My advice to you is not to quit being nosy. My advice is to be judicious about what to be nosy about. You have to know when your curiosity is delicious and harmless, a lovely weekend activity, akin to bird spotting (which, when you get down to brass tacks, is just snooping on birds) and when that curiosity involves a breach of trust. The difference mostly has to do with emotional proximity.
You say you can’t handle not knowing things. This is a good trait when you’re scouring the private calendar of the CEO of Exxon Mobil for a long-form article about corporate negligence. But giving people you love the Sherlock Holmes treatment is no way to build trust. If you find yourself bringing your detective skills to bear on your romantic relationships, or reading your children’s diaries, that’s not harmless. Snooping on people you love isn’t curiosity, it’s a manifestation of untreated anxiety which will slowly erode all your closest relationships and eventually leave you bereft of any true intimacy.
There’s also information that is legally none of your business, like if you’re employed by an organisation with access to sensitive information. Obviously, you shouldn’t look up people’s medical records, unless you want to be struck off the medical register.

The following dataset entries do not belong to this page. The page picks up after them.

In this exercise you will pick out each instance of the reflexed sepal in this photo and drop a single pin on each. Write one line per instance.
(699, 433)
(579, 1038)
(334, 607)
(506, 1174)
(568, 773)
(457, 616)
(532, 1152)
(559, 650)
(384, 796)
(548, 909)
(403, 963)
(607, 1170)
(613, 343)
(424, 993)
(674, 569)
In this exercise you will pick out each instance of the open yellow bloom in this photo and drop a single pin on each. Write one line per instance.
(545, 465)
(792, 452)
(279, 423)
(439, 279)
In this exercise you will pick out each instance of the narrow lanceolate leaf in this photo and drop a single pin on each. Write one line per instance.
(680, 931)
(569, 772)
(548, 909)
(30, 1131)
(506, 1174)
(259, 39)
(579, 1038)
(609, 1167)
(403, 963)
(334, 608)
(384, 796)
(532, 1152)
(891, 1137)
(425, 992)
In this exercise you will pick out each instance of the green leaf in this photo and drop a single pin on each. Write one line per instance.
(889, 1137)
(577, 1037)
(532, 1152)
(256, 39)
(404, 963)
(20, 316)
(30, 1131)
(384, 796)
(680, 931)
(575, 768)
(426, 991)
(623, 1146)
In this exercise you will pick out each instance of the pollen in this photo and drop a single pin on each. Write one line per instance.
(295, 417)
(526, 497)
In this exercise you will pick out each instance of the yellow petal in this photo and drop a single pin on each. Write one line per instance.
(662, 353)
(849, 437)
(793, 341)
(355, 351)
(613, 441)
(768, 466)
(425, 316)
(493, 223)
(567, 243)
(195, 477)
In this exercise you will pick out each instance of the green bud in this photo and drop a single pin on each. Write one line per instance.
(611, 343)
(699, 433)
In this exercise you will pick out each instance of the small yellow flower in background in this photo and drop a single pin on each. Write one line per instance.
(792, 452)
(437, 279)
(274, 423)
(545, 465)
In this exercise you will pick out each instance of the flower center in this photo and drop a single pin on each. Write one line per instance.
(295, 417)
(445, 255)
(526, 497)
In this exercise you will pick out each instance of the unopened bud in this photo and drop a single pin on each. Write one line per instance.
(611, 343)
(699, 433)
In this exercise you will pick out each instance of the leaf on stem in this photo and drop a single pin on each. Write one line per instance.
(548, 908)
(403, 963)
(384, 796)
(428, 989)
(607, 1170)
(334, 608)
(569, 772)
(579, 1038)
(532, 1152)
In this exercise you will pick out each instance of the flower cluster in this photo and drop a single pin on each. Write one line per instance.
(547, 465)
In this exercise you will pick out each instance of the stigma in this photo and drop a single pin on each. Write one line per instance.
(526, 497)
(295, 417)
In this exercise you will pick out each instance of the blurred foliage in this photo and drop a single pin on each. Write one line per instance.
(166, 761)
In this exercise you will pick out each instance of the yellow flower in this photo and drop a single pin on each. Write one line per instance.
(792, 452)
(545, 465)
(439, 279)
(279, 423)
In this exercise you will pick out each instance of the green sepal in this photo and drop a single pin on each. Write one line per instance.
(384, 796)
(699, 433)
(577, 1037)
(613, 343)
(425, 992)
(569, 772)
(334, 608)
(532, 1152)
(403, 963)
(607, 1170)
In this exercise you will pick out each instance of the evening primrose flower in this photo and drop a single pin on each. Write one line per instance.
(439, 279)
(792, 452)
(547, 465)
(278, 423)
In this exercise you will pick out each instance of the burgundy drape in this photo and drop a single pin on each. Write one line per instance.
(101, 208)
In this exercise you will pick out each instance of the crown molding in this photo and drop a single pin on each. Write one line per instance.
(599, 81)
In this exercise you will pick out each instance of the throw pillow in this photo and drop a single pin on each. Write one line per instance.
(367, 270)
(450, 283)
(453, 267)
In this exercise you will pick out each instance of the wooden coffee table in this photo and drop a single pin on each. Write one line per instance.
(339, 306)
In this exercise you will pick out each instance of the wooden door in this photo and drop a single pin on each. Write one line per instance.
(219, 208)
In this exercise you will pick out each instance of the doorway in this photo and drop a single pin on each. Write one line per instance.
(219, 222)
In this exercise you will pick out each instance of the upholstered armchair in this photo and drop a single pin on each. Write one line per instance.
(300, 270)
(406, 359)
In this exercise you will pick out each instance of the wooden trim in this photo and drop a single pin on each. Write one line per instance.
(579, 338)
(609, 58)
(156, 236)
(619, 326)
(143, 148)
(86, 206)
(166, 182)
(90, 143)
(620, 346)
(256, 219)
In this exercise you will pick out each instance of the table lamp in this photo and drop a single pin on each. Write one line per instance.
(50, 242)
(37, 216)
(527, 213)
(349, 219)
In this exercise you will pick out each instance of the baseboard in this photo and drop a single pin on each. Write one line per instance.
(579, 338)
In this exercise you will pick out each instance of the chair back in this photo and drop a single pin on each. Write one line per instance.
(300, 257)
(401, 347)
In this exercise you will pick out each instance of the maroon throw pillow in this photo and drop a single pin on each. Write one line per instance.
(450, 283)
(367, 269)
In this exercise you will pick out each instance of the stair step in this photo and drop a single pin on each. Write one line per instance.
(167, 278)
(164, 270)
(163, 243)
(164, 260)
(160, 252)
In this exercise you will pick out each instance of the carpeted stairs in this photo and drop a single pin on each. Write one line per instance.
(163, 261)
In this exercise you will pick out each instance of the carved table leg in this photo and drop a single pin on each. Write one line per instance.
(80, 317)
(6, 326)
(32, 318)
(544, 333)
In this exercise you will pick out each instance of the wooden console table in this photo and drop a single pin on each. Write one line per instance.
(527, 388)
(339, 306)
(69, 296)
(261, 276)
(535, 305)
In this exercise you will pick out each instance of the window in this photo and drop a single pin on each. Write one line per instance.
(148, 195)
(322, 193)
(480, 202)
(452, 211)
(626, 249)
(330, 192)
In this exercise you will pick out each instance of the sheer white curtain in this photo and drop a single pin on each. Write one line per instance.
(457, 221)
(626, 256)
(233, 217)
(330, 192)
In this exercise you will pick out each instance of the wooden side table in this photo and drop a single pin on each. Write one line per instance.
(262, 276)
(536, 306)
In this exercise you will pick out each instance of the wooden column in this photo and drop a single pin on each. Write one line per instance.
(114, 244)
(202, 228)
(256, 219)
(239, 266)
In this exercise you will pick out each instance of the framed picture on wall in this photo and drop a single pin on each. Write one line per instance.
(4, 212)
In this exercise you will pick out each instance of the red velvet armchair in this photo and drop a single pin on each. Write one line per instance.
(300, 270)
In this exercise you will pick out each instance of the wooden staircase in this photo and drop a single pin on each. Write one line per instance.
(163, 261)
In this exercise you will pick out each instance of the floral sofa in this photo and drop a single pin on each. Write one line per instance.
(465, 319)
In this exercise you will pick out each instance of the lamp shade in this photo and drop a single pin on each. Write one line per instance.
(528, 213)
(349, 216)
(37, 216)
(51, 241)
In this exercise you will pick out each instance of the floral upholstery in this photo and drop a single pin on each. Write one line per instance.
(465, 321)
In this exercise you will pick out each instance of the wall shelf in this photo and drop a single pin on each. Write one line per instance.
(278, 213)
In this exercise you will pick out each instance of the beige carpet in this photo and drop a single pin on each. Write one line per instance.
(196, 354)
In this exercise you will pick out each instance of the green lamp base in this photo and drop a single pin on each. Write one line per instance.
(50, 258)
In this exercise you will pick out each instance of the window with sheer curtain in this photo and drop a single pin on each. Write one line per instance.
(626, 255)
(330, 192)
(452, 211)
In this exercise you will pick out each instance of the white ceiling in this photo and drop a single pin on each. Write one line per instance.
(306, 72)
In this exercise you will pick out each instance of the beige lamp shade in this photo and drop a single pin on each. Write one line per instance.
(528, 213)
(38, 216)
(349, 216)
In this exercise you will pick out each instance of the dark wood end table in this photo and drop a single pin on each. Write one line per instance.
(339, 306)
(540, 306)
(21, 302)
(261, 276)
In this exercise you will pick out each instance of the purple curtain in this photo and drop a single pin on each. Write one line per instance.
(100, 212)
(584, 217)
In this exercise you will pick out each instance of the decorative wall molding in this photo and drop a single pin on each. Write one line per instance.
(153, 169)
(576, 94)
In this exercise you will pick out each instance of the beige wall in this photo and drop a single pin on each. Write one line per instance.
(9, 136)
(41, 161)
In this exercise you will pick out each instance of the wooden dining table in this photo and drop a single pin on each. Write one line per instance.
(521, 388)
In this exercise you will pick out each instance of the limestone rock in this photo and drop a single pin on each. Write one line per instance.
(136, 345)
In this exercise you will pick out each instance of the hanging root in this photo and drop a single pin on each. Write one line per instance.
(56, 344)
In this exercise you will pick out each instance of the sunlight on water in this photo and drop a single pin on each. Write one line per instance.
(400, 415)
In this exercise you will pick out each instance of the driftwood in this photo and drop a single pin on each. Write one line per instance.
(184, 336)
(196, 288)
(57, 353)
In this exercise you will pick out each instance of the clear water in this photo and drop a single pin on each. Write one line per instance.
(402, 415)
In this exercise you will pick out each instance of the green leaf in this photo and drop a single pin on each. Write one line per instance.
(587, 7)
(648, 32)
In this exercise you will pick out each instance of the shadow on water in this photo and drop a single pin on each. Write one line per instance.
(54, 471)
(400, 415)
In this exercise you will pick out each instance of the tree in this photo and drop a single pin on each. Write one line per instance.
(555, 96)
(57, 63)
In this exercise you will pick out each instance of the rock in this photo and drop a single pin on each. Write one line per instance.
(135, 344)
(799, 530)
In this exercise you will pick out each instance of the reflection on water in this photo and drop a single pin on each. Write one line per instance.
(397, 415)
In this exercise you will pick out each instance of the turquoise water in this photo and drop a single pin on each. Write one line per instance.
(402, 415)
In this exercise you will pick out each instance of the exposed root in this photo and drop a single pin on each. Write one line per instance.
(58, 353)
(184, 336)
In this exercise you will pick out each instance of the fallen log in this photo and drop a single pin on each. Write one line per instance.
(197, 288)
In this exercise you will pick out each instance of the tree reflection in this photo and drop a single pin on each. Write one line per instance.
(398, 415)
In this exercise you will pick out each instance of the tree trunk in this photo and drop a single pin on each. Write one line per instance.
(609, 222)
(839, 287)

But apart from a few obvious caveats, I say go ham. Cheating professors, the medicine cabinet of Airbnb owners, celebrity gossip, tragic stories about people you used to go to school with, the deleted tweets of politicians, the JFK assassination. In my view, these are all fair game.
I’d go one step further, and suggest that your predilection to snoop might be worth channelling into a profession. You could get work as a researcher, or try to expose the financial crimes of tobacco lobbyists. You could train to be a therapist. You could start a private detective agency. You could even turn your hand to fiction. As long as you remember, in the words of Ole Golly, “writing is to put love in the world, not to use against your friends.”